Io capisco che lo schema classico – più qualità uguale più persone e più formate – dia più sicurezza ai genitori. Lo capisco ma questa non è integrazione e deresponsabilizzerà sempre di più i curricolari.

Dario Ianes

In questo momento lei che alternativa vede?

Nella buona scuola c’è l’organico potenziato, potremmo farlo puntando sugli insegnanti di sostegno. 100mila curricolari in più significa 2 milioni di ore settimanali in più di compresenza, se poi prendiamo i 20/25mila insegnanti di sostegno migliori d’Italia e li mandiamo in giro a fare supporto tecnico ai consigli di classe, allora arrivi più vicino all’obiettivo di formare tutti gli insegnanti. Per fare formazione devi mandare una persona competente dentro la classe, non fare corsi di formazione, che non servono a niente: devi metterti lì a far vedere quello che si può fare, in funzione delle varie problematiche e competenze. Abbiamo insegnanti di sostegno che hanno fatto master, corsi, doppie laure, sono bravissimi ma non riusciamo a valorizzarli e farli diventare patrimonio condiviso perché sono lì al fianco del loro alunno o al massimo dei 2/3 alunni con disabilità a cui sono assegnati.
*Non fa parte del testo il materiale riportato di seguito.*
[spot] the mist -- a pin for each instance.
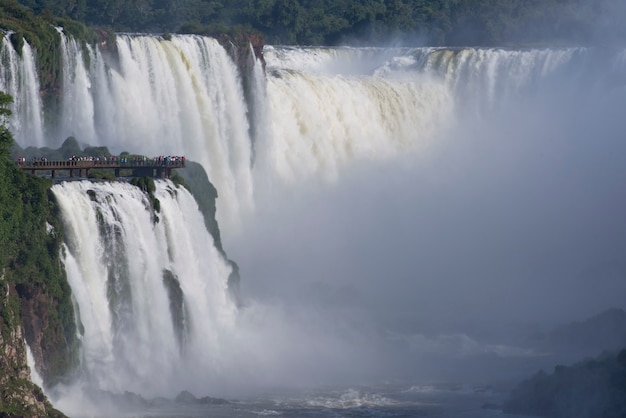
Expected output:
(439, 262)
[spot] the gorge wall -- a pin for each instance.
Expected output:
(310, 117)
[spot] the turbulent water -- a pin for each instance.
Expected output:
(381, 178)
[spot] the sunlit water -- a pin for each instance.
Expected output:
(397, 210)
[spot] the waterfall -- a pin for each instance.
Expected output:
(151, 297)
(18, 77)
(148, 295)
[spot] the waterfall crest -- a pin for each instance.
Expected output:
(149, 295)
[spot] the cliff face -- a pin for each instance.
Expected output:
(238, 46)
(19, 397)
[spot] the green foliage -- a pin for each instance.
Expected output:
(205, 194)
(31, 238)
(146, 184)
(451, 22)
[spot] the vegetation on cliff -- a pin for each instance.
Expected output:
(36, 296)
(39, 30)
(589, 389)
(450, 22)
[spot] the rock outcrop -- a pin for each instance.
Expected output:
(19, 397)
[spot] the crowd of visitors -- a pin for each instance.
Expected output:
(114, 160)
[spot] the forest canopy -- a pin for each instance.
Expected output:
(329, 22)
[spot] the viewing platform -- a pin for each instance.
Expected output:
(158, 167)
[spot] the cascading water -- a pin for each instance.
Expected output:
(18, 77)
(150, 296)
(317, 111)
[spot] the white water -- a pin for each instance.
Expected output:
(115, 257)
(497, 145)
(18, 77)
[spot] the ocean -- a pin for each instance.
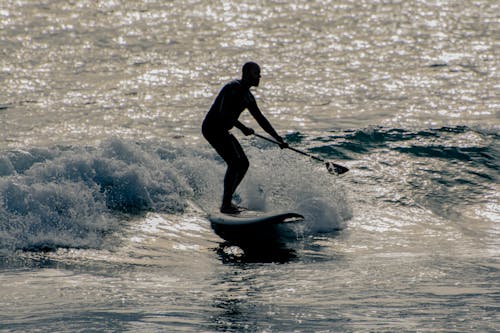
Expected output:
(106, 181)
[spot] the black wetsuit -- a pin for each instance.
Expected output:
(232, 100)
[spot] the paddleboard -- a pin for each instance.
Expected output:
(252, 227)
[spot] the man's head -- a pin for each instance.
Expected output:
(251, 74)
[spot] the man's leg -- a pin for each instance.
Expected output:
(237, 166)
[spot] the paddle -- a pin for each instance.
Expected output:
(332, 168)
Abbiamo insegnanti di sostegno che hanno fatto master, corsi, doppie laure, sono bravissimi ma non riusciamo a valorizzarli e farli diventare patrimonio condiviso perché sono lì al fianco del "loro" alunno

Dario Ianes

Il sottosegretario Faraone nei giorni scorsi ha detto che gli insegnanti di sostegno devono essere eroi per scelta. Lo condivide?
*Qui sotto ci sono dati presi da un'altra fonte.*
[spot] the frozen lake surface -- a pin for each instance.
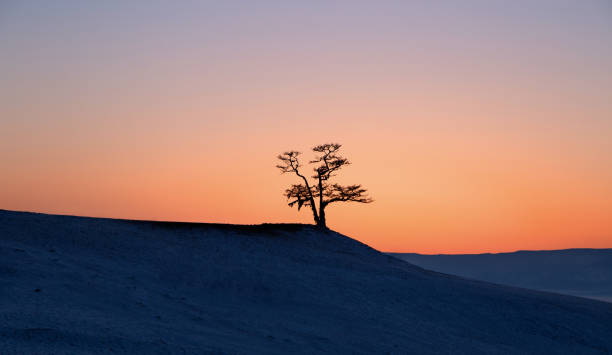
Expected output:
(73, 285)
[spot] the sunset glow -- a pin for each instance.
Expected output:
(479, 128)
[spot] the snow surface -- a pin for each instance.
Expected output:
(577, 272)
(73, 285)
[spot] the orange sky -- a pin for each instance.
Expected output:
(476, 129)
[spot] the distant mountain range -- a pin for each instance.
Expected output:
(578, 272)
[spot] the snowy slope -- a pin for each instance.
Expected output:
(72, 285)
(578, 272)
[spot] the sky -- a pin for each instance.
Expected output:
(477, 126)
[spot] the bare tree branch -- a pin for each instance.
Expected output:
(329, 162)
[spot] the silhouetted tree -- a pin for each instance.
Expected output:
(306, 194)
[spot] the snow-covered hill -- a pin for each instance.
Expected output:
(578, 272)
(72, 285)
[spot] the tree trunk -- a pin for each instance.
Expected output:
(321, 223)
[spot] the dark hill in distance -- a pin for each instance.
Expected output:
(88, 285)
(578, 272)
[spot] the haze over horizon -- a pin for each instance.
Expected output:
(480, 127)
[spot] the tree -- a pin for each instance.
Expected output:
(307, 194)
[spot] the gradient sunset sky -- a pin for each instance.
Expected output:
(477, 126)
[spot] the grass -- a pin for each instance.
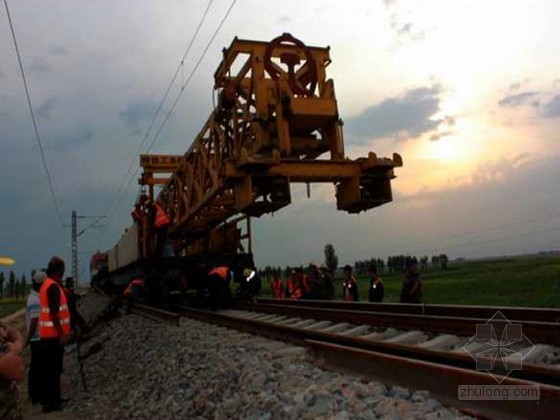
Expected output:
(11, 305)
(515, 281)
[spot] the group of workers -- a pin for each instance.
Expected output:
(158, 220)
(317, 284)
(215, 287)
(51, 319)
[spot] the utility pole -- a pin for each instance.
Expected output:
(74, 247)
(75, 235)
Brecht diceva “beato il popolo che non ha bisogno di eroi”. La scuola non ha bisogno di eroi ma di professionisti bravi, che lavorano nel loro ruolo. È ovvio che essere insegnante di sostegno deve essere una scelta, non un ripiego, così come fare l’insegnante di lettere deve essere una scelta e non un ripiego perché non hai trovato nient’altro. Per arrivare a questo obiettivo però devi mettere le persone nelle condizioni di lavorare bene, se li costringi dentro un ruolo blindato non può funzionare. Un’ipotesi che è venuta fuori in questi mesi di confronto è quella delle cattedre miste, è molto interessante: un insegnante farebbe alcune ore come curricolare e le altre di sostegno, avere lo status professionale di un insegnante curricolare che fa anche sostegno. È un’altra proposta che va nella direzione della normalizzazione del sostegno, con competenze diffuse.